While watching (and waiting) for The Matrix Resurrections to become an engrossing movie, I slowly began to realize that it would never turn into one. Where the previous entries in the series managed to explain what was happening throughout exciting action sequences, this movie spends nearly two of its two-and-a-half hour run time explaining things. (The movie really should have been titled: The Matrix Explanations.) The obvious question, namely how and why Neo and Trinity are still alive, isn’t answered until two-thirds of the way in. Before we get the answer to that question, there’s much to explain.
We’re told that the previous movies were essentially video games that Thomas Anderson (a.k.a. Neo, Keanu Reeves) created, which in turn caused him to have a mental breakdown. In the present, there’s a new crew of revolutionaries that want to extract Neo from the Matrix again. (The reasons for which are explained, but really don’t make much sense.) Unfortunately, thanks to his Analyst (Neal Patrick Harris), Neo doesn’t think that any of that Matrix stuff was ever actually real.

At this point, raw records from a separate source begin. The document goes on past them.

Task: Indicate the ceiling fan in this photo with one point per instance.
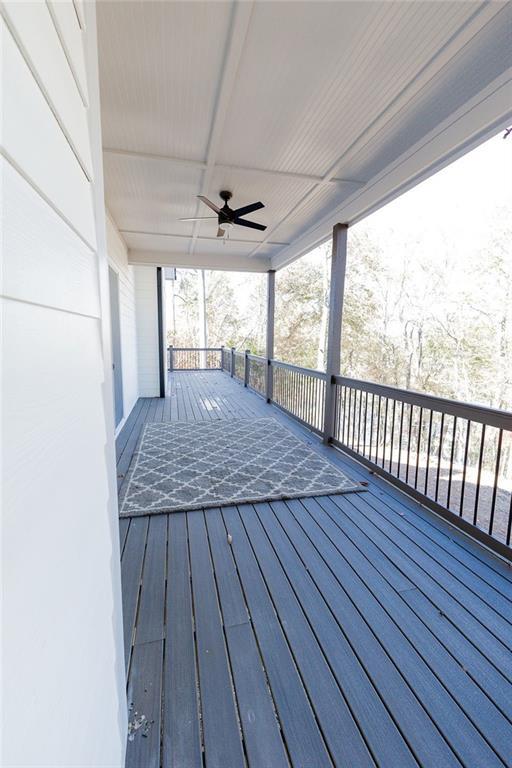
(227, 217)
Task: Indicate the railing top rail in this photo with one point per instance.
(478, 413)
(306, 371)
(195, 349)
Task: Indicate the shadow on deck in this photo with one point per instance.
(354, 630)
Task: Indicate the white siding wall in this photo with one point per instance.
(63, 681)
(147, 331)
(118, 260)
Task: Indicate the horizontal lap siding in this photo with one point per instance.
(147, 331)
(61, 651)
(43, 156)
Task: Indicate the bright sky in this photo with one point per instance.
(453, 209)
(456, 205)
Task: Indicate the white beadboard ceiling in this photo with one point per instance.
(324, 111)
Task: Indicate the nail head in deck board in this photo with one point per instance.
(414, 723)
(223, 747)
(464, 654)
(262, 735)
(339, 729)
(460, 633)
(145, 698)
(374, 527)
(261, 730)
(150, 619)
(303, 739)
(457, 706)
(379, 730)
(126, 430)
(131, 569)
(124, 523)
(181, 733)
(234, 610)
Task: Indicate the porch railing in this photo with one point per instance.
(456, 456)
(194, 358)
(300, 392)
(453, 457)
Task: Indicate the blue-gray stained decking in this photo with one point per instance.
(354, 630)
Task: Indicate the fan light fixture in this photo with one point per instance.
(226, 216)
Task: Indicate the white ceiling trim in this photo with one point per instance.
(478, 121)
(227, 262)
(471, 27)
(240, 20)
(199, 237)
(199, 164)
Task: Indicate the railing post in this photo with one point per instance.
(338, 269)
(271, 292)
(246, 367)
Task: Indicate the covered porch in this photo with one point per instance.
(350, 630)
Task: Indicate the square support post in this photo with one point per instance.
(337, 288)
(269, 353)
(246, 367)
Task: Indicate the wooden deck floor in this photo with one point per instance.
(354, 630)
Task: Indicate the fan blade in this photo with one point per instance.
(251, 224)
(199, 218)
(248, 209)
(209, 203)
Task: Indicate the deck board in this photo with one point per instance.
(351, 630)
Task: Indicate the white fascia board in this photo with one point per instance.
(198, 261)
(471, 125)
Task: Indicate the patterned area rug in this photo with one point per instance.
(189, 465)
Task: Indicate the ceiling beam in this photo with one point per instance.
(482, 14)
(222, 261)
(201, 165)
(199, 237)
(240, 20)
(471, 125)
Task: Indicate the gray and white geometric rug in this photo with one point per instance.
(189, 465)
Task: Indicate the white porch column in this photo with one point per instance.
(338, 269)
(203, 327)
(269, 351)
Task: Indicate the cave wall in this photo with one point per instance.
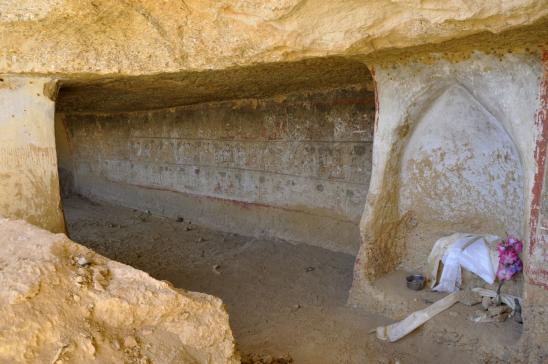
(506, 89)
(295, 167)
(29, 188)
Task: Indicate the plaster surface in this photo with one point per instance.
(294, 167)
(507, 89)
(29, 187)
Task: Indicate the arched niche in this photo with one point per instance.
(460, 171)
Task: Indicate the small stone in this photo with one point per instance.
(130, 342)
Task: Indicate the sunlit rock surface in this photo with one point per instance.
(61, 302)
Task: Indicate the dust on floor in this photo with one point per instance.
(284, 300)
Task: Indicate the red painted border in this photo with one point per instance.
(539, 275)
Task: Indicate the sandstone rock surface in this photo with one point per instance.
(142, 36)
(62, 303)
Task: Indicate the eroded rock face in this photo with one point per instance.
(141, 36)
(62, 303)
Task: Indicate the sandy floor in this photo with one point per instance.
(283, 299)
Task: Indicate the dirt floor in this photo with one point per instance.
(284, 300)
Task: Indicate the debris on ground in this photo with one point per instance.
(265, 359)
(400, 329)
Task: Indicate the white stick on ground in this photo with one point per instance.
(400, 329)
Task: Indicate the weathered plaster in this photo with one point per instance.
(459, 167)
(29, 186)
(506, 88)
(294, 167)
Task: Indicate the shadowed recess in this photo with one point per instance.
(135, 93)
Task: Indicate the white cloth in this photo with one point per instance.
(470, 251)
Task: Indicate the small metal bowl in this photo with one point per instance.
(415, 282)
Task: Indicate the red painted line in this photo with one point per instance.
(373, 75)
(540, 159)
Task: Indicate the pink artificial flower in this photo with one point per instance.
(510, 263)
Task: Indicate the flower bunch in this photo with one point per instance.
(509, 261)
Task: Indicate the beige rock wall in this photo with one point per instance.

Along the way Neo meets the New Morpheus (Yahya Abdul-Mateen II), a program Neo created for a purpose that’s somehow never explained.
An hour of screen time in, Neo is finally extracted from his pod of goo. Plenty of explanations follow. What happened after Neo saved everyone? What happened to Zion? What happened to the Machines? What happened to Old Morpheus? What’s up with Agent Smith? When not explaining what happened between the previous sequel and this one, Wachowski gleefully cribs from her own movies. Classic scenes are threaded throughout, and new characters recite dialog given by characters from the previous movies. Both of which are pointless because, honestly, nobody who would see this movie would not already be familiar with the previous three.

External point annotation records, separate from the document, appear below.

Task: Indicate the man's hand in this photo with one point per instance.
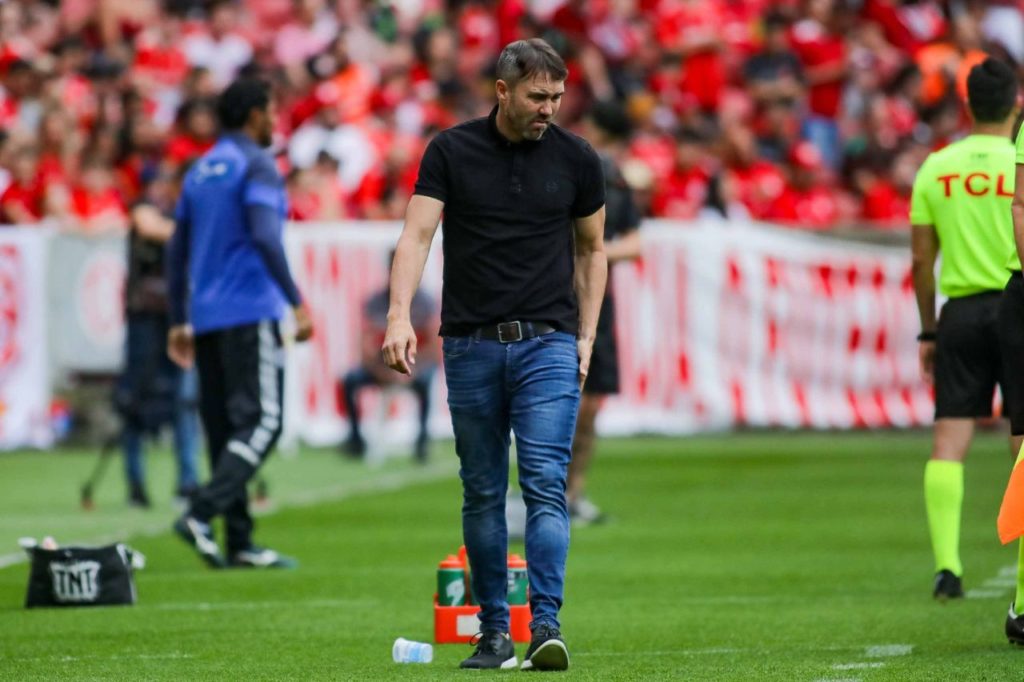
(585, 347)
(926, 352)
(399, 346)
(181, 346)
(303, 323)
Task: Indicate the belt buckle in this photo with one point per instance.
(510, 332)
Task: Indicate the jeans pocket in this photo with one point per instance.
(559, 339)
(455, 346)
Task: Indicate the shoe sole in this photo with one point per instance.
(550, 655)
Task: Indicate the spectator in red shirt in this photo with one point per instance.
(95, 202)
(757, 182)
(23, 202)
(774, 72)
(822, 51)
(199, 132)
(683, 194)
(808, 201)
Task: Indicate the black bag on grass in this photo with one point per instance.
(81, 576)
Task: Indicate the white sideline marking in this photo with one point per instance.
(174, 655)
(859, 666)
(386, 483)
(253, 605)
(668, 652)
(985, 594)
(887, 650)
(997, 587)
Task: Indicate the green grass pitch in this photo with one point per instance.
(755, 556)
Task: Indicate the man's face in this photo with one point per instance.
(529, 108)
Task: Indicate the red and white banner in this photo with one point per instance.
(722, 326)
(25, 389)
(719, 325)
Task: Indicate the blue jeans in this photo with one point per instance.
(530, 387)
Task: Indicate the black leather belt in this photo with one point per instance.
(513, 331)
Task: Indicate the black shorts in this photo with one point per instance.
(1012, 350)
(968, 364)
(602, 378)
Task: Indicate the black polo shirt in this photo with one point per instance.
(508, 222)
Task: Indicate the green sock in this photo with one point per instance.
(1019, 600)
(943, 495)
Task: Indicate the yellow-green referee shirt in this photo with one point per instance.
(964, 192)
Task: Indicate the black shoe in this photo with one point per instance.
(422, 451)
(199, 536)
(494, 649)
(547, 650)
(947, 586)
(137, 497)
(1015, 627)
(260, 557)
(354, 446)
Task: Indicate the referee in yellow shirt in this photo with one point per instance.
(961, 205)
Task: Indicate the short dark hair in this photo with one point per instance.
(991, 90)
(524, 58)
(240, 99)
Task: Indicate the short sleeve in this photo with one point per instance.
(433, 177)
(263, 184)
(590, 193)
(921, 212)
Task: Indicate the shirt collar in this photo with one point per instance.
(502, 139)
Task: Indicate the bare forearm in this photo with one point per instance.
(407, 270)
(591, 279)
(924, 289)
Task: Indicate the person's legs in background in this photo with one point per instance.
(186, 434)
(354, 381)
(131, 445)
(582, 510)
(422, 382)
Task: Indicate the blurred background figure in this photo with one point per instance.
(606, 127)
(153, 391)
(373, 372)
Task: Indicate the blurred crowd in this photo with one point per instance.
(812, 113)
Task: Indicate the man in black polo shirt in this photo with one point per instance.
(524, 275)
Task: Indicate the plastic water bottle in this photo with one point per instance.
(406, 650)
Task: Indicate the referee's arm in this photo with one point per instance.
(925, 250)
(1017, 208)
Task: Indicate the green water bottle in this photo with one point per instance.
(451, 583)
(518, 581)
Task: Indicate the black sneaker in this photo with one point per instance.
(494, 649)
(354, 448)
(137, 497)
(422, 451)
(947, 586)
(1015, 627)
(198, 535)
(260, 557)
(547, 650)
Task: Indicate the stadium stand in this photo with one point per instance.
(814, 113)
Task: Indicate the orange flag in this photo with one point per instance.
(1011, 521)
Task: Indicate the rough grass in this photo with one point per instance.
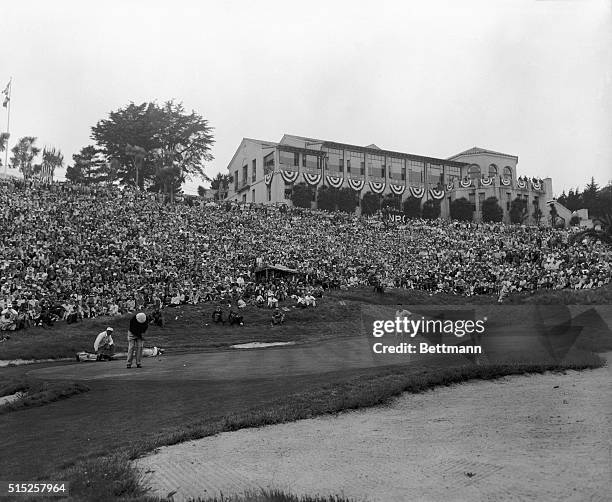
(189, 328)
(38, 393)
(90, 479)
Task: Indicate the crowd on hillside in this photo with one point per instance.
(75, 252)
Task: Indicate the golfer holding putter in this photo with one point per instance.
(138, 325)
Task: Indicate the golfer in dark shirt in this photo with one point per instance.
(138, 325)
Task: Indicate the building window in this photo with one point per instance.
(451, 173)
(312, 162)
(415, 171)
(435, 174)
(269, 162)
(376, 165)
(334, 160)
(474, 171)
(354, 159)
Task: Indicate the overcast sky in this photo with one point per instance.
(529, 78)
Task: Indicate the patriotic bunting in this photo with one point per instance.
(334, 181)
(377, 187)
(356, 185)
(311, 179)
(436, 194)
(417, 192)
(289, 176)
(397, 189)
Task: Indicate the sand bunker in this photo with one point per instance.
(259, 345)
(541, 437)
(19, 362)
(11, 398)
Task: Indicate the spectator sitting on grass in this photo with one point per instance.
(310, 300)
(8, 319)
(272, 301)
(234, 318)
(278, 317)
(218, 315)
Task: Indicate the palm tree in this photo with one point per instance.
(4, 136)
(24, 153)
(51, 160)
(139, 154)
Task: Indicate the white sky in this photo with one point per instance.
(526, 77)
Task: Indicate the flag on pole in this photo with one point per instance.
(7, 94)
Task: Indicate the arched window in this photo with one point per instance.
(474, 171)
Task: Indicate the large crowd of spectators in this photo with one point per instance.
(73, 252)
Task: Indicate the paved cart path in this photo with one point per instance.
(541, 437)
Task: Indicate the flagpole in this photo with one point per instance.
(8, 124)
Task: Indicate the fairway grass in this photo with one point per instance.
(102, 470)
(90, 478)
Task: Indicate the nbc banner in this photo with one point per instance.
(6, 94)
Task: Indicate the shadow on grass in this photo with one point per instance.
(38, 393)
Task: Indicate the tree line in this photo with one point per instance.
(25, 157)
(149, 146)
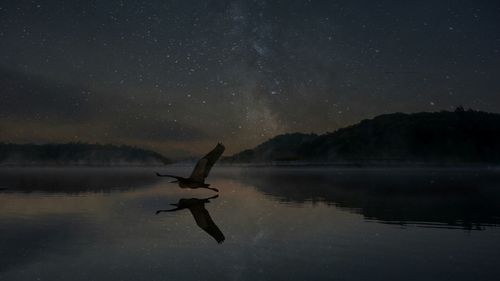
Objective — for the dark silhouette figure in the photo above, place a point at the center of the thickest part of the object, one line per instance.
(200, 214)
(200, 172)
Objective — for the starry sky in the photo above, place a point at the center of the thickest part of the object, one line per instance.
(178, 76)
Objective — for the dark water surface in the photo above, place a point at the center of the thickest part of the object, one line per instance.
(278, 224)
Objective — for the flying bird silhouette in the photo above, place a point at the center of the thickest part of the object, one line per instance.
(201, 170)
(200, 214)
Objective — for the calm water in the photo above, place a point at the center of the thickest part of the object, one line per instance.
(278, 224)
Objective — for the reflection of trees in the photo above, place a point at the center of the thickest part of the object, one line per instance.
(462, 199)
(74, 180)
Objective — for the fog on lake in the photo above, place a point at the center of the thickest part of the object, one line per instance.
(273, 223)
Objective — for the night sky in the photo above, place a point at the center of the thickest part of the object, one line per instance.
(178, 76)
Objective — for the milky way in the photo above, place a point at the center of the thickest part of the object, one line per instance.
(178, 76)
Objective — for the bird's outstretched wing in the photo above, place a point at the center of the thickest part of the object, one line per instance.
(206, 163)
(205, 222)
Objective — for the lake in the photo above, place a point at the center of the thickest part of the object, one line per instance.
(276, 223)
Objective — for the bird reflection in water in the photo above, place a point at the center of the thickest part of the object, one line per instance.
(201, 216)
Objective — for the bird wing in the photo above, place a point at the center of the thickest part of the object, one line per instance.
(206, 163)
(205, 222)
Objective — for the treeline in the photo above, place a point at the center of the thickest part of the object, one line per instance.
(461, 136)
(77, 154)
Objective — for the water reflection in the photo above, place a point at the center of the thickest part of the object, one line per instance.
(201, 215)
(74, 180)
(468, 199)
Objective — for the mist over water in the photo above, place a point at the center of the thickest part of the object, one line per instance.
(278, 223)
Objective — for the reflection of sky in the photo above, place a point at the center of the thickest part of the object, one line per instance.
(117, 236)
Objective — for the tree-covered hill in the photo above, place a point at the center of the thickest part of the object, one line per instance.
(78, 154)
(438, 137)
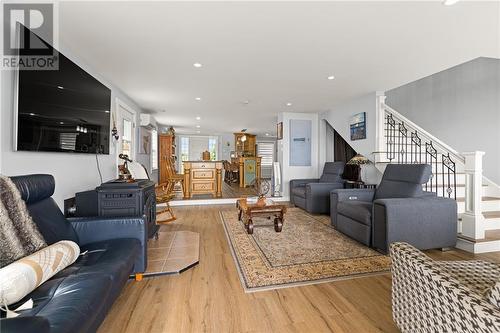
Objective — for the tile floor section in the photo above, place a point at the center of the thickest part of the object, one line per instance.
(173, 252)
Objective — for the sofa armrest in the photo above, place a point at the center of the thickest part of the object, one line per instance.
(28, 324)
(339, 195)
(425, 222)
(302, 182)
(416, 280)
(95, 229)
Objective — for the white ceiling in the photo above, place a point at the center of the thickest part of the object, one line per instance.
(269, 53)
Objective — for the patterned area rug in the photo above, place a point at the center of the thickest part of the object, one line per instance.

While the quality of previous three entries in this franchise dropped off dramatically, they at least involved big stakes. Resurrections boils down to reuniting Neo and Trinity (Carrie-Anne Moss), which may be a nice romantic notion but is such a small-stakes goal that it renders this movie trite in comparison with the others. The Matrix may have been resurrected, but the reasons why anyone cared in the first place has been forgotten in the intervening 18 years. Not Recommended.